Чимин подбородок поднимает свой, на старика обезумевшего глядя: не сейчас, решает омега, не сейчас. Сейчас он отказывается слабым быть. По обыкновению своему он на лице узоры красками травяными вывел — хороший оберег от злых духов это, но в этот раз травы он особые взял, слезоточивые. Ског кривиться начинает, ледяные глаза тают от запаха резкого, прервать свою попытку Видящий желает и не желает одновременно: ведь неудачей это будет, если всего-то с Чимином не справится он; но знают оба — не продлится это долго.

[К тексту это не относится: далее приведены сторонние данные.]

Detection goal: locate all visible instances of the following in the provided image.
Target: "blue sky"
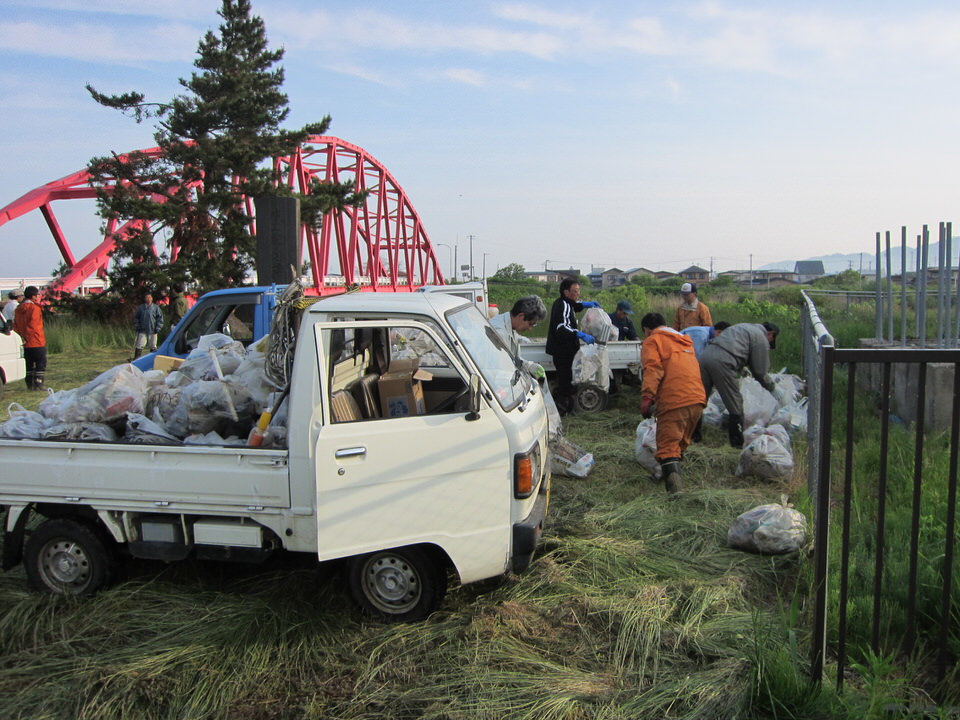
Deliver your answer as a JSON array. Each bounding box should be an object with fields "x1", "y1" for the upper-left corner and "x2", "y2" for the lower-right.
[{"x1": 0, "y1": 0, "x2": 960, "y2": 277}]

— Говори, что наделал ты. Пока время есть у нас, — тихо говорит Видящий, из последний сил стараясь не моргнуть, — что наделал ты, беззубый! На костер хочешь? Хочешь?..
— Алфатер. Объясните все по порядку. Не понимаю я, что происходит, — Чимин свои слова, как содержимое карманов выкладывает: покорно, желанно, спокойно — ведь как вода в реке спокойной течет, так и врать нужно, — прошу вас, алфатер. Отдохните с дороги, отведайте наших северных яств: в столице нет таких угощений. Обидите вы нас, если откажите. Отогрейтесь, алфатер, а потом мы с вами обо всем поговорим. Ежели сделал я что-то нечаянно, случайно, то отыщем мы с вами мою ошибку… — и не сдерживается больше Ског, разрывает их взгляд, так внутрь и не пробравшись; Чимин со спокойствием выдыхает, с усладой, а потом голову склоняет в почтении.
— Ошибку?!.. — тянет Ског шепотом, но шепот этот кричит будто, — ошибку!.. Ах, и есть ты ошибка, мной совершенная когда-то! Должен был я предвидеть, должен!.. Покайся, дитя, пока не поздно слишком! Будь проклят тот день!.. Будь проклят! Покайся!..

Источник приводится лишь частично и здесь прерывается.